Asked what employers can do to support the state’s community colleges, Senegal said be sure that education requirements are relevant.
“There are far too many positions that we find that require a baccalaureate degree and the skill set that responds to it does not correspond to actually needing that degree,” Senegal said. “We need to see associates’ degrees more requested and we need employers to advocate on our behalf. When we advocate, it seems like it is self serving, but to say that we need to update our facilities to reflect the modernity of what we’re preparing students for and our facilities are 40 or 50 years behind – we need your help to help the people in power steer those budget dollars so we’re aligned in what we can offer.”

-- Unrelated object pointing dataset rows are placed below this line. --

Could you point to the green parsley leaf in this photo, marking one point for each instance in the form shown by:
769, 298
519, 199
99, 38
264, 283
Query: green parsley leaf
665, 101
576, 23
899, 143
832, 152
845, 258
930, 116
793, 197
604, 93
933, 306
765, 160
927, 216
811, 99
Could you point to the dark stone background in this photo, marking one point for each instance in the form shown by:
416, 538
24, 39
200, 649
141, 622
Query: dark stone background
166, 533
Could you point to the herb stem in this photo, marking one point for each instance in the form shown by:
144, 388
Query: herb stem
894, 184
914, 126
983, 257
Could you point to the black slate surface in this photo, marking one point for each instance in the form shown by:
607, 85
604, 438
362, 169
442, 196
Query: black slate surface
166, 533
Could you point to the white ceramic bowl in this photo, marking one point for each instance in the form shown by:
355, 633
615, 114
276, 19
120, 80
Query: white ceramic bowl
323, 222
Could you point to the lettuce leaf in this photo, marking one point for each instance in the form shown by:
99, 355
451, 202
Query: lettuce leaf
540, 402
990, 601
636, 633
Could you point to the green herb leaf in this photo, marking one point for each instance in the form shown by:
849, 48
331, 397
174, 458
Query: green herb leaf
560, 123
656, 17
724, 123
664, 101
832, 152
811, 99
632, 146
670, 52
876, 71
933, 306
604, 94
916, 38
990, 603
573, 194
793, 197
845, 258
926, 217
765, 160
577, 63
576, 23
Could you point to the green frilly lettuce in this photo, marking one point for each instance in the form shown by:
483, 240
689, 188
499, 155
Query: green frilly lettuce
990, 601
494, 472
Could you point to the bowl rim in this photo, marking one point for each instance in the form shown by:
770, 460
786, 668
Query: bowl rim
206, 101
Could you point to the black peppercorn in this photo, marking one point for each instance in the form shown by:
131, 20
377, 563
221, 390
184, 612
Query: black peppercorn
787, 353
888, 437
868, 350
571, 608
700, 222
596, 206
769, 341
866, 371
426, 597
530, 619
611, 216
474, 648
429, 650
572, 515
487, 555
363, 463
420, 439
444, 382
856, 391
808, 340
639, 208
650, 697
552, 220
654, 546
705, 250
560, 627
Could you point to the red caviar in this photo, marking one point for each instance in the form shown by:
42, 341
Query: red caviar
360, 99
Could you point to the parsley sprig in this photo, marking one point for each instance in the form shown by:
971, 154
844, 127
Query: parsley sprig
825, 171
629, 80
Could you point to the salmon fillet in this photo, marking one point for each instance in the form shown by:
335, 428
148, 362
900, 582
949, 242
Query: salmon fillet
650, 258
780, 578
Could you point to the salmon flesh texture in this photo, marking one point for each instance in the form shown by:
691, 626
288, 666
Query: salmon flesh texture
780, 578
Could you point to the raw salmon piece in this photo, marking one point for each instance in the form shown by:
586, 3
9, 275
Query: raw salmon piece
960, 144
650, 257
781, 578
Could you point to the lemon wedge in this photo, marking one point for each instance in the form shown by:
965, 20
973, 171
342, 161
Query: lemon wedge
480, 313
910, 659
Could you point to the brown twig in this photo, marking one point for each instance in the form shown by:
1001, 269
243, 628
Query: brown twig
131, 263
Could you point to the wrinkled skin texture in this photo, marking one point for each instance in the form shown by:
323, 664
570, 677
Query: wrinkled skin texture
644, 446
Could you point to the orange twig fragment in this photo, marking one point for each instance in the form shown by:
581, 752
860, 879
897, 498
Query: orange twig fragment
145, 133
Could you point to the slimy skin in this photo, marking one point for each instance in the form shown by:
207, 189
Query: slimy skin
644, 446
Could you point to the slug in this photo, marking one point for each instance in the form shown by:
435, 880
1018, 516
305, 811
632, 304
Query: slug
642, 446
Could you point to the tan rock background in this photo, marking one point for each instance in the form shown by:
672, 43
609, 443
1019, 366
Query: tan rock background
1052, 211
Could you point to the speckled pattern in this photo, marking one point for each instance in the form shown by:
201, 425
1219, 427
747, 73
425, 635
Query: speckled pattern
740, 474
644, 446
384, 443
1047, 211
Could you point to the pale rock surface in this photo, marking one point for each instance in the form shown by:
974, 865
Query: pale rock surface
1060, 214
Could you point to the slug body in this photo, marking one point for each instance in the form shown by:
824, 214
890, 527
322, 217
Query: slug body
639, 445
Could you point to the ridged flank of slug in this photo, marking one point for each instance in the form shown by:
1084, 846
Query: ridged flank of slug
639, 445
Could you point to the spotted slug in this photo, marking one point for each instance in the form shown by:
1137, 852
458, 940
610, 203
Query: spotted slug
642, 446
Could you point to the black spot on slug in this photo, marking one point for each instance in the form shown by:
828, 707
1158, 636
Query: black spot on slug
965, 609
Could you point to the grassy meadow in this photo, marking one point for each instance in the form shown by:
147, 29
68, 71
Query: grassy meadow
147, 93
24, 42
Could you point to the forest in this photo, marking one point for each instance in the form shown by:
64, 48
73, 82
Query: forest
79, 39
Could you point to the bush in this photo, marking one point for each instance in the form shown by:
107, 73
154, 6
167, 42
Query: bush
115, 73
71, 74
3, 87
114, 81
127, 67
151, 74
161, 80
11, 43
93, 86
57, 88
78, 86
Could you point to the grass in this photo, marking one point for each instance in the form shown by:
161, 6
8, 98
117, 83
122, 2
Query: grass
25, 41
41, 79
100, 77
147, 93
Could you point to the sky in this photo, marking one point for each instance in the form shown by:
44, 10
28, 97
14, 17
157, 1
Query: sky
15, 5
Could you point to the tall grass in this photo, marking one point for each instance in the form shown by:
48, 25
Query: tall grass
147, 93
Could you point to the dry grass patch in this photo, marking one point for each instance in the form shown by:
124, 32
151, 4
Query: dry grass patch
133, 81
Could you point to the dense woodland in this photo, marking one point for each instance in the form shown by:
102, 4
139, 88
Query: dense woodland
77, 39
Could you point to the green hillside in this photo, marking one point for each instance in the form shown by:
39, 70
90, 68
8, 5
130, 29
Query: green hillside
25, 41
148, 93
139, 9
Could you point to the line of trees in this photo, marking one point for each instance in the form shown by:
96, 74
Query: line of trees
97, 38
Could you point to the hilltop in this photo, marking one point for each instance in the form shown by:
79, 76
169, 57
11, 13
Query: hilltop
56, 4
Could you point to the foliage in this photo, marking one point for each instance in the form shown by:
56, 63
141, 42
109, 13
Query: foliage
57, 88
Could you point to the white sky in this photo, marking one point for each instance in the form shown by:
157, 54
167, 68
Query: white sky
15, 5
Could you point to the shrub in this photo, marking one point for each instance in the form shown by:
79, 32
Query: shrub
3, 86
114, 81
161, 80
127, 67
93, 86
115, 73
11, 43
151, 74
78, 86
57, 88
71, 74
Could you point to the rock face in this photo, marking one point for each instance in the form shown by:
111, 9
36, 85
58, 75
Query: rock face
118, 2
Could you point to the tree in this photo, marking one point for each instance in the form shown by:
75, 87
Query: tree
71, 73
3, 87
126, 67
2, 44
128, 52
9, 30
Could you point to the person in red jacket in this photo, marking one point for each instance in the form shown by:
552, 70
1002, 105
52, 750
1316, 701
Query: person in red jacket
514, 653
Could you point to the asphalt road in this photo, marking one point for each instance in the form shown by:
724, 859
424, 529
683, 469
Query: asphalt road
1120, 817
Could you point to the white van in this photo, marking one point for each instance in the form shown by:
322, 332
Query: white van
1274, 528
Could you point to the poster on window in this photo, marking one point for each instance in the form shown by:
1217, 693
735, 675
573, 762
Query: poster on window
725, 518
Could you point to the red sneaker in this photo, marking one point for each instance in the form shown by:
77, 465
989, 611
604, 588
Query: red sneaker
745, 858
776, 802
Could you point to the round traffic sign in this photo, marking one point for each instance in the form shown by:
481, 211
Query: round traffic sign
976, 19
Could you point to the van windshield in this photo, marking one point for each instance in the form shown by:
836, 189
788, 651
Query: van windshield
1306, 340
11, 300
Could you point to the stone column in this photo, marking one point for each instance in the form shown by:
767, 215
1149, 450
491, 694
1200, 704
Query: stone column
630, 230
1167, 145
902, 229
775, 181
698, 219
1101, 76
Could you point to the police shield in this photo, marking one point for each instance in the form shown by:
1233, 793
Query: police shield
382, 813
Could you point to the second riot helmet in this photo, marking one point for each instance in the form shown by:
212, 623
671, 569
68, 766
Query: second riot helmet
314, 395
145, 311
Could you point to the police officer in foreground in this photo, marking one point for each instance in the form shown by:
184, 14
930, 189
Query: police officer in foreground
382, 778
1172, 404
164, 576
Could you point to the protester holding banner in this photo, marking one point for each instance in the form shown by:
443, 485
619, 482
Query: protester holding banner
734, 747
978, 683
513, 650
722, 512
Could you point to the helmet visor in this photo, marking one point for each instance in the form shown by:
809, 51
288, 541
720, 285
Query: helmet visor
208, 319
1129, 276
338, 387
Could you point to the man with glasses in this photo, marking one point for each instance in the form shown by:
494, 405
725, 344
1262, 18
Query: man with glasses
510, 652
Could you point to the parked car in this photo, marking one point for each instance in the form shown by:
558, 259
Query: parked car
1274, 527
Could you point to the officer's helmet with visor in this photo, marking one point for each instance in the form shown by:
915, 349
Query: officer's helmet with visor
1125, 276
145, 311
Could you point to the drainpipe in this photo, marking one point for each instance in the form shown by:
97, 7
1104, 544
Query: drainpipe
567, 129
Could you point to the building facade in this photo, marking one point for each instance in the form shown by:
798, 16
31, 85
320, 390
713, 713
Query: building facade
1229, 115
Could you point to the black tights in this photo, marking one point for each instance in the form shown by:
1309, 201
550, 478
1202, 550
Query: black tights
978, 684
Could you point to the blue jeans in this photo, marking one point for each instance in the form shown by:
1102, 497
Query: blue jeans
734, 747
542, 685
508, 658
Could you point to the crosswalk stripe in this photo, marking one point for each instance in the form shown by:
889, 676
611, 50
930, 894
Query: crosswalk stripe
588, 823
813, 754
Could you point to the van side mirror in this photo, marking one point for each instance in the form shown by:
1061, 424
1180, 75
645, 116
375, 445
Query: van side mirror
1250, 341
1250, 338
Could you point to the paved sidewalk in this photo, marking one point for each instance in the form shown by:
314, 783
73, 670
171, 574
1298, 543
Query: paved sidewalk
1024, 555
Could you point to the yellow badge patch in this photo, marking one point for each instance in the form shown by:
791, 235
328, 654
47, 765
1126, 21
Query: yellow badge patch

Bradsher said employers and the general public can share opportunities in CTE with the students they know.
Trapp said employers should continue to build mutually beneficial relationships with community colleges.
Ziolkowski said educators and employers need to listen and learn what students are looking for and make adjustments and build an internal talent pipeline.
Senegal also said ongoing partnerships like the hospital-funded position at PCC are beneficial.
“You let us know how you want to work with us and we will be as creative as we need to be on behalf of our students,” Senegal said.